Hyde Park On Hudson Review

Hyde Park On Hudson
Spinster Daisy (Linney) arrives at the Roosevelt estate to provide company for distant cousin Franklin (Murray). An affair ensues, disrupted by the visit of King George VI (West).

by Angie Errigo |
Published on
Release Date:

01 Feb 2013

Running Time:

95 minutes

Certificate:

12A

Original Title:

Hyde Park On Hudson

Hopelessly miscast as Franklin Delano Roosevelt, 32nd President of the United States, and not even attempting his distinctive voice — this is like Ray Winstone playing Winston Churchill — Bill Murray’s disabled President doesn’t seem to be running a country he led out of the Great Depression and into World War II. Rather, he holds court at Hyde Park — his estate, not the stop on the Piccadilly line — with his more-than-a-secretary Missy (Elizabeth Marvel) and his feisty wife Eleanor (Olivia Williams), his penchant for the ladies known to all but unremarked by the media of the day. Into the noisy mixed company of patricians and social reformers creeps innocent, mousy Margaret ‘Daisy’ Suckley (Laura Linney), so naive that once she’s been groomed into giving FDR a handjob on one of their outings, she thinks it’s love.

This is mystifying, since nothing more closely resembling sex, let alone chemistry, ever occurs between them on screen, thank heavens. Nothing much, period, occurs, until, in what was a first American visit by any British monarch, the King and Queen of England descend for a few anxious days in 1939. Samuel West and Olivia Colman bring much-needed zest as Bertie and Elizabeth, he still stammering and she considerably more tetchy than Helena Bonham Carter’s supportive wifey in The King’s Speech.

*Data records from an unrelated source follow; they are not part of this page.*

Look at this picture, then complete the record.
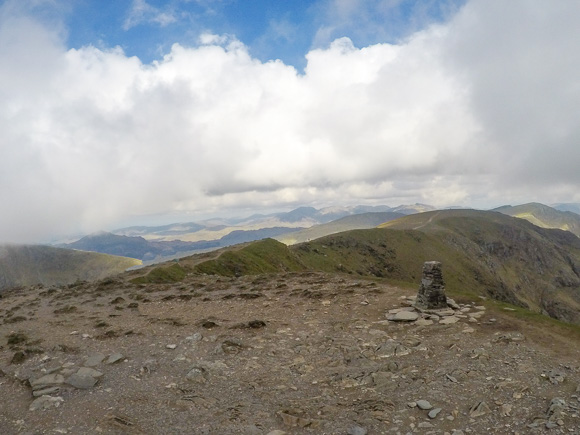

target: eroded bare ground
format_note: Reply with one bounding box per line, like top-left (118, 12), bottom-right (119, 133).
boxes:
top-left (0, 271), bottom-right (579, 434)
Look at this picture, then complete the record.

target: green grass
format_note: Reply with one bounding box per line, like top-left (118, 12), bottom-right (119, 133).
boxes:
top-left (193, 238), bottom-right (306, 276)
top-left (131, 262), bottom-right (188, 284)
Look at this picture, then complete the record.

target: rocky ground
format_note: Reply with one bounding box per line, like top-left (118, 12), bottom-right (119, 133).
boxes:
top-left (0, 271), bottom-right (579, 434)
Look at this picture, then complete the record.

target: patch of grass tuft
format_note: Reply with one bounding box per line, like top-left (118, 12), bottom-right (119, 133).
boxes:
top-left (131, 263), bottom-right (188, 284)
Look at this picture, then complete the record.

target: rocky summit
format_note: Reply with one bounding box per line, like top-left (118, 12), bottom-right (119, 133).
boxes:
top-left (0, 271), bottom-right (579, 434)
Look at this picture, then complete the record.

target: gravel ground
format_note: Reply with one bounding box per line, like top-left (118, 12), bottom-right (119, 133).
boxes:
top-left (0, 271), bottom-right (579, 434)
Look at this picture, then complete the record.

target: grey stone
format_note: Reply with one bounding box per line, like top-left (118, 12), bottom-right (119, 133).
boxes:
top-left (415, 318), bottom-right (434, 326)
top-left (547, 397), bottom-right (566, 421)
top-left (30, 373), bottom-right (65, 388)
top-left (106, 353), bottom-right (124, 364)
top-left (389, 311), bottom-right (419, 322)
top-left (417, 400), bottom-right (433, 410)
top-left (447, 298), bottom-right (461, 309)
top-left (440, 316), bottom-right (460, 325)
top-left (66, 373), bottom-right (98, 389)
top-left (32, 386), bottom-right (61, 397)
top-left (76, 367), bottom-right (103, 378)
top-left (84, 353), bottom-right (106, 367)
top-left (469, 401), bottom-right (491, 417)
top-left (347, 425), bottom-right (367, 435)
top-left (186, 366), bottom-right (208, 383)
top-left (428, 408), bottom-right (442, 419)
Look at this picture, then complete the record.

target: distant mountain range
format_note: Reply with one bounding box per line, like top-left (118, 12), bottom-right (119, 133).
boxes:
top-left (59, 228), bottom-right (300, 262)
top-left (275, 211), bottom-right (405, 244)
top-left (552, 203), bottom-right (580, 214)
top-left (495, 202), bottom-right (580, 238)
top-left (57, 202), bottom-right (580, 263)
top-left (59, 204), bottom-right (435, 261)
top-left (0, 244), bottom-right (140, 291)
top-left (113, 203), bottom-right (434, 242)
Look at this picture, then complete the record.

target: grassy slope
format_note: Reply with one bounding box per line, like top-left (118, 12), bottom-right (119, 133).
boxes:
top-left (193, 238), bottom-right (307, 277)
top-left (0, 245), bottom-right (141, 290)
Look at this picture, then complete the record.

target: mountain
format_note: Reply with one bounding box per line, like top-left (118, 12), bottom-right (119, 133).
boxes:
top-left (390, 203), bottom-right (436, 214)
top-left (114, 222), bottom-right (205, 237)
top-left (182, 210), bottom-right (580, 324)
top-left (0, 244), bottom-right (140, 291)
top-left (495, 202), bottom-right (580, 238)
top-left (111, 204), bottom-right (429, 243)
top-left (275, 211), bottom-right (405, 245)
top-left (552, 202), bottom-right (580, 214)
top-left (61, 232), bottom-right (211, 262)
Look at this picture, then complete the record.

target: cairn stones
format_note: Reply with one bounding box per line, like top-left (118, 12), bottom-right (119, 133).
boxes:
top-left (415, 261), bottom-right (448, 310)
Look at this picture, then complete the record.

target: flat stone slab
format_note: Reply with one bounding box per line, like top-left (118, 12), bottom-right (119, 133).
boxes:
top-left (32, 386), bottom-right (61, 397)
top-left (84, 353), bottom-right (106, 367)
top-left (439, 316), bottom-right (460, 325)
top-left (106, 353), bottom-right (124, 364)
top-left (66, 373), bottom-right (99, 389)
top-left (421, 308), bottom-right (456, 317)
top-left (76, 367), bottom-right (103, 378)
top-left (30, 373), bottom-right (65, 388)
top-left (415, 318), bottom-right (434, 326)
top-left (388, 311), bottom-right (420, 322)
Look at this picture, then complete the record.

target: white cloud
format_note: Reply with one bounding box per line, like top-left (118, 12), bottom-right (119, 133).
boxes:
top-left (123, 0), bottom-right (177, 30)
top-left (1, 0), bottom-right (580, 242)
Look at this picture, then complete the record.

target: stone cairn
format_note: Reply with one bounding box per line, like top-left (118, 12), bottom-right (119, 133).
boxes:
top-left (414, 261), bottom-right (448, 310)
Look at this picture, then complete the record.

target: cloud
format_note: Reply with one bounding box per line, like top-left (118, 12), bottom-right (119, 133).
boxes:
top-left (1, 0), bottom-right (580, 243)
top-left (311, 0), bottom-right (465, 48)
top-left (123, 0), bottom-right (178, 30)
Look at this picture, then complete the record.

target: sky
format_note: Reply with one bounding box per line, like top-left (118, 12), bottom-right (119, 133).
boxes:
top-left (1, 0), bottom-right (580, 243)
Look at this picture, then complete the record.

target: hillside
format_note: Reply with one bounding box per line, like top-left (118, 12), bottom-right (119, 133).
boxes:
top-left (275, 211), bottom-right (405, 245)
top-left (0, 245), bottom-right (141, 291)
top-left (174, 210), bottom-right (580, 324)
top-left (495, 202), bottom-right (580, 237)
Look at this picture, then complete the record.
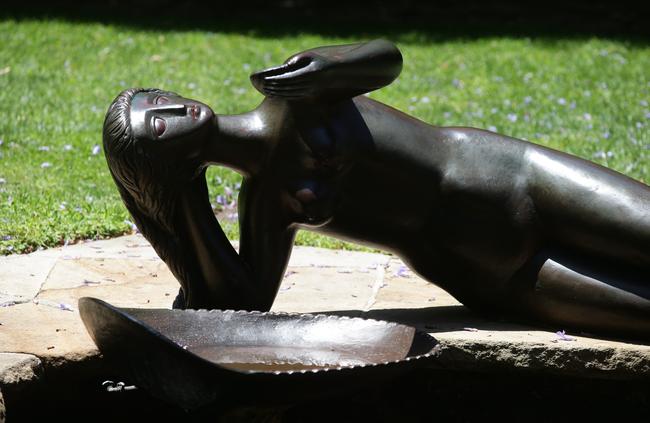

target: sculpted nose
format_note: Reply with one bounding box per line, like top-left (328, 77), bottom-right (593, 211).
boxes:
top-left (154, 103), bottom-right (186, 114)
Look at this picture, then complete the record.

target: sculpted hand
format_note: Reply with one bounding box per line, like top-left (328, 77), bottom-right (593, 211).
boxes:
top-left (250, 52), bottom-right (336, 100)
top-left (250, 40), bottom-right (402, 102)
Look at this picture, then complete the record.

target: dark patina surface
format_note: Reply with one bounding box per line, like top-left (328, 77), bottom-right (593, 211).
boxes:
top-left (102, 39), bottom-right (650, 339)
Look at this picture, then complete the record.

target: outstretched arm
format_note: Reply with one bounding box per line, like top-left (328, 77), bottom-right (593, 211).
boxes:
top-left (250, 39), bottom-right (403, 103)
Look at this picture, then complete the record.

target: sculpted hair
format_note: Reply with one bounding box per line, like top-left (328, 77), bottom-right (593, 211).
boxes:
top-left (102, 87), bottom-right (178, 233)
top-left (102, 88), bottom-right (202, 304)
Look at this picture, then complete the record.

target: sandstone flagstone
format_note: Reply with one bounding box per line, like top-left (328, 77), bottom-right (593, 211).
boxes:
top-left (0, 250), bottom-right (60, 306)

But there is a vast disconnect between drab Daisy’s visits and that

of the royals. Inspired by Daisy’s diaries and letters, Richard Nelson’s screenplay uses abundant voiceover from Linney for her point of view. But since she didn’t even dine with the royalty, and certainly wasn’t in their bedroom, she couldn’t possibly have known what was going on there. The only thing that one can suppose connects the A and B stories, and we’re straining here, is that both involve ‘special relationships’, the one between countries more fruitful than the personal one.

Disappointing given the talent and situation, dull as ditchwater and historically suspect, another The King’s Speech it definitely is not. Nice costumes, though.